Was kostet ein Kondom auf Kuba?

Der Kurier weiß es ganz genau:

Der Preis für ein Kondom kann dort nun so hoch sein wie das Durchschnittsgehalt eines kubanischen Arbeiters.

kondompreiskuba

Wow.
Da wollte ich schon anfangen zu schauen, wie man am schnellsten Kondome nach Kuba exportieren kann – bei diesen Verdienstmöglichkeiten!
Aber nein. Die vom Kurier verschämt zitierte Quelle, der Guardian, setzt das Ganze in ein etwas anderes Licht:

The price of a single condom has risen from just pennies to about $1.30, a day’s wages for a typical Cuban worker.

Nun ja. Tagesgehalt umgerechnet in Dollar (was bei nicht konvertierbaren Währungen zwar nicht ganz aufgeht, aber egal). „Durchschnittsgehalt“ klingt eben – auch wenn es natürlich nicht gesagt wird – nach Monatsgehalt, und das ist natürlich eine passende Meldung für den Kurier.
Sachlich gesehen ist es einfach so: wenn von den subventionierten Billiggummis aus China eben nicht mehr genug da sind, bewegt sich der Preis eben nach oben. Und 1 Euro pro Kondom ist nun zwar nicht gerade billig, aber durchaus noch vertretbar. Für hiesige Verhältnisse jedenfalls.

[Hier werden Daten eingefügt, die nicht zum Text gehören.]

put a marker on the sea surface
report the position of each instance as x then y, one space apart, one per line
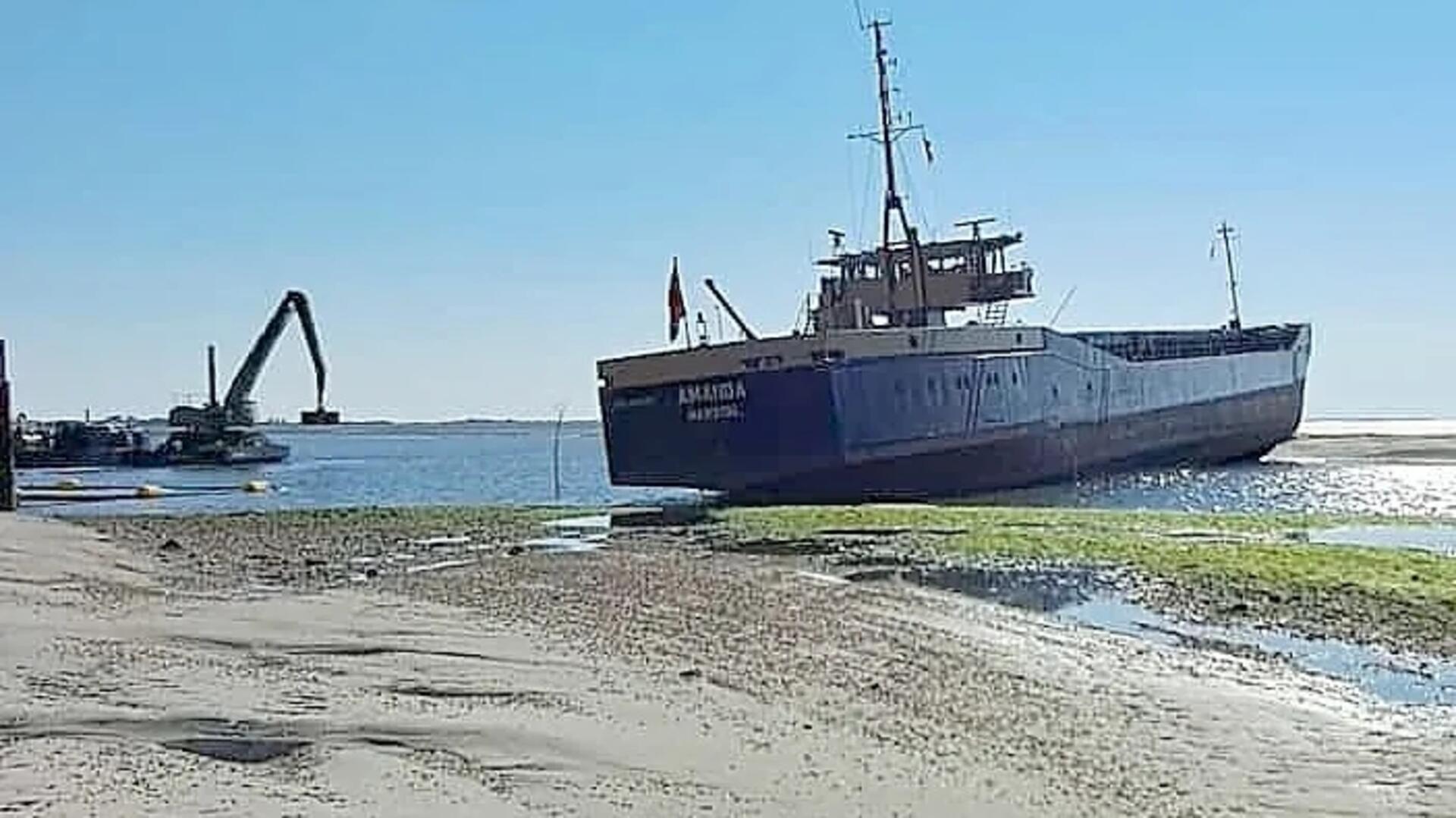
1402 468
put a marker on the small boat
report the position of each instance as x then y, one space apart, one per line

Was mir eher die Augenbrauen nach oben treibt, ist dieser Absatz:

He said Ensume had struggled to keep up with a ruling by the state’s regulatory medical agency Cecmed two years ago that the 2012 expiration date on millions of condoms imported from China was incorrect and that the packages had to be relabelled 2014.
Gonzalez said the workers could only repackage 1,440 strips of three condoms per day while the demand in Villa Clara province alone was 5,000 daily.

Haltbarkeit per Dekret verlängern? Wenn da ein falsches Datum draufsteht, muss der Hersteller das zurücknehmen und korrekt gelabelte Ware liefern. Das ist auch in China nicht anders. Und selbst wenn: 1440 Dreierstreifen am Tag? Wieviel Leute beschäftigen die da? Einen? Selbst der eine würde in einem Jahr 1 Million Kondome schaffen, wenn wir die angegebene Menge mal ernst nehmen…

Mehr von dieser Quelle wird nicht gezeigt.